As Simon was returning from London today by air to report to the Prime Minister this evening we considered it urgent to get your message to the latter and accordingly decided that the best course was for me to go to Lausanne and see him this afternoon.
I communicated your message to him and when I had completed what I had to say he said he was greatly relieved, that quite frankly he had been “very much worried” and that this message removed all misgivings from his mind and strengthened his hand for the next steps.
He then said that he could give me some further information of a rather more hopeful character; that last night he had received a draft text of a further British statement which it is my understanding had been prepared by Simon with certain other Ministers for consideration by the Cabinet. The Prime Minister said that he had gone over this once with Chamberlain and Runciman and that after one reading they had “without hesitation” put a “firm veto” on its adoption. He said that the substance of the statement was really good but that it was “full of barbs” and unsuitable for the purpose. He said he had sent word to Baldwin that he would be very glad to have this whole matter considered by the Cabinet for the purpose of submitting their views to him, but that when he heard Simon’s report he would be ready to decide whether a further statement was necessary or whether it was desirable to defer action until he could return to London and confer with the Cabinet himself.
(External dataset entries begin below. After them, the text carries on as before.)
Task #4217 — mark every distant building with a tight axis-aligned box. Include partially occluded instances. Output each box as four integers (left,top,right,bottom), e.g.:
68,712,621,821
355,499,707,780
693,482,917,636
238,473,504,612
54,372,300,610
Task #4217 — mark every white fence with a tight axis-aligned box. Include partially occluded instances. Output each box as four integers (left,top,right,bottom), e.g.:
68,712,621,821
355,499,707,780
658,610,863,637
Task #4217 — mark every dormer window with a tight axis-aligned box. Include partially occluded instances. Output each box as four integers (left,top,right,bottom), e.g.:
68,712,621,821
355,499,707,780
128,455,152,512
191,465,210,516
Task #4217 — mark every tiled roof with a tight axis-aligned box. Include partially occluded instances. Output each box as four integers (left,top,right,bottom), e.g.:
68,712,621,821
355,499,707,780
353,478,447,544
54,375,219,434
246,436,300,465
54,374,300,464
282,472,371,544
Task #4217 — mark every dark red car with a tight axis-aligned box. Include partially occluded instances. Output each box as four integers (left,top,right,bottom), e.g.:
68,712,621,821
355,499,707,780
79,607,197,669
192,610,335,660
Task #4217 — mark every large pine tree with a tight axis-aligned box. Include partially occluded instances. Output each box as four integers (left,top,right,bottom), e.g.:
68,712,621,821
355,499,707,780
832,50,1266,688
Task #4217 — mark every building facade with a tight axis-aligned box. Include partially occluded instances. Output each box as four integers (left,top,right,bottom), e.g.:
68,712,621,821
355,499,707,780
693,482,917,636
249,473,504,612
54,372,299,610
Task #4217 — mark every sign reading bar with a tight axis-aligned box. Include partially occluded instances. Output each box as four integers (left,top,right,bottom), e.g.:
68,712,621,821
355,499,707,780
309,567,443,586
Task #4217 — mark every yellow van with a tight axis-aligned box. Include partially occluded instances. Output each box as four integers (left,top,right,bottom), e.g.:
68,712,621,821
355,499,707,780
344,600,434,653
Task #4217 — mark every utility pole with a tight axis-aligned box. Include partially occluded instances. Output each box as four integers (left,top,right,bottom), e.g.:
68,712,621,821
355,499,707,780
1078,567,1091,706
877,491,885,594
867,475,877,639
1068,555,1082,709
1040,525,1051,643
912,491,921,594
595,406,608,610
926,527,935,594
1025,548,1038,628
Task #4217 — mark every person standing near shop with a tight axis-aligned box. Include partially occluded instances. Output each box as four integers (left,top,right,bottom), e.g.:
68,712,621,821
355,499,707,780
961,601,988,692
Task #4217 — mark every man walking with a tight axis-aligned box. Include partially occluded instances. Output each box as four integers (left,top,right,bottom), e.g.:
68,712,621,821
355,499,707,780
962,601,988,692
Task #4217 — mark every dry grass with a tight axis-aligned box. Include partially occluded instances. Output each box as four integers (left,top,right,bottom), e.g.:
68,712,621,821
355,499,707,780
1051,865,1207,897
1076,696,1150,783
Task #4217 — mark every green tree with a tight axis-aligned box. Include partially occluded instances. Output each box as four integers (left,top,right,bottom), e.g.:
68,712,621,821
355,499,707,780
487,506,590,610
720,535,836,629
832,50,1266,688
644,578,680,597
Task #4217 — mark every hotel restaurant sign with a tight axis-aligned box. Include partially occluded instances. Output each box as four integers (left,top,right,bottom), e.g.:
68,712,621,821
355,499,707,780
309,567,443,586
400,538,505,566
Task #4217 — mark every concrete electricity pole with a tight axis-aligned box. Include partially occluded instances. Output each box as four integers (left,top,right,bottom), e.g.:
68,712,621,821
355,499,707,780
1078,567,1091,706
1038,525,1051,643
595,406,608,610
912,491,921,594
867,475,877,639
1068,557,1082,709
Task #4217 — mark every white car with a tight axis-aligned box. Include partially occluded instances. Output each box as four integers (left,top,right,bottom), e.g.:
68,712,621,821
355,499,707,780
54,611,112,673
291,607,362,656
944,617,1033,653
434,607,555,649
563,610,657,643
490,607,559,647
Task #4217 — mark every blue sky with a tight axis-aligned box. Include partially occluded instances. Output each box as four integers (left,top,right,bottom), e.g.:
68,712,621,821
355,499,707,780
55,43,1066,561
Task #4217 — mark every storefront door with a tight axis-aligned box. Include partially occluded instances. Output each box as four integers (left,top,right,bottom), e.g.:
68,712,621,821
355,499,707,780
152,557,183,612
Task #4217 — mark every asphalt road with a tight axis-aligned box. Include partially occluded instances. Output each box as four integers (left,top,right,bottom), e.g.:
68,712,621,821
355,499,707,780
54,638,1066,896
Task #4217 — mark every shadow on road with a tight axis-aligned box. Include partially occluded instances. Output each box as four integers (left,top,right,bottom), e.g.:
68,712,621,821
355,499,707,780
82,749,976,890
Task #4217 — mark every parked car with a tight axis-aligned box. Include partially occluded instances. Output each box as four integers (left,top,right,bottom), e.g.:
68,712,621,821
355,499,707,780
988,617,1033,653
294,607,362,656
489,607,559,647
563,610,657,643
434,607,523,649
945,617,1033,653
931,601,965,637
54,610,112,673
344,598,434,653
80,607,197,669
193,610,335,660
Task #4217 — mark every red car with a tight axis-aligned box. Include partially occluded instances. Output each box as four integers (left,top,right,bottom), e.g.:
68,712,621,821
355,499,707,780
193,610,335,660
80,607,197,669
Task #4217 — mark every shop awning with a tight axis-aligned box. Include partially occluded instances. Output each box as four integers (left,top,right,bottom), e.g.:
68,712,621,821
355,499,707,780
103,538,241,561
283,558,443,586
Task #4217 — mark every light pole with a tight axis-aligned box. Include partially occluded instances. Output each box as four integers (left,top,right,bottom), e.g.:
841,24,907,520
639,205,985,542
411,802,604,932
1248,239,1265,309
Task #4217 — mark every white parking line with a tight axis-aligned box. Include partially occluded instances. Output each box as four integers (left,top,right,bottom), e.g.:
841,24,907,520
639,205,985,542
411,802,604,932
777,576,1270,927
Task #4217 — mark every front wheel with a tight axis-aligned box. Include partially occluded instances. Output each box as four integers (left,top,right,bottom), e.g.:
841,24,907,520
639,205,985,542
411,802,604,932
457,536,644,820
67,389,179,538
The Prime Minister said that he had got the French and Germans together this morning to discuss reparations but that at the end of [Page 243]the meeting things were rather worse than at the start; that he was having another meeting with them when I left but that he really did not know how matters were going to turn out. He said he could not say which of the two was more unreasonable. He seemed distinctly distressed.
I asked him what the prospects were of his being able to come to Geneva himself in view of what he had said last Sunday. He said this presented great difficulties as he must as soon as possible get back to London to give 3 or 4 days to preparing the delegates who were leaving for Ottawa9 on July 14th and that this rendered it difficult for him to find any time for Geneva. Even if this difficulty were surmounted we have confirmation from other sources of what the Prime Minister told us on Sunday that he would be embarrassed in coming to Geneva by Simon’s resentment of his dealing with disarmament problems.
In conclusion he said he was confident we should be able to work out something which might not acquiesce in the identic terms of the President’s proposal but would be in full harmony with its spirit and would achieve its purpose with which he was in entire sympathy.
As I was leaving I met Herriot who stopped me to ask whether the statement he had made in Paris10 had been a source of embarrassment to us. I said it had not but that I felt that when he had had fuller opportunity to study the President’s proposal he would revise some of the views he had expressed. He said that he had already given such study to the President’s plan as had been possible in view of the other pressing matters with which he had to deal and that he liked the plan better than he had at first; that he proposed to go into it very thoroughly as soon as he could; that nobody wanted more than he did to achieve its fundamental purpose and that we could be sure he would devote his best efforts to that end.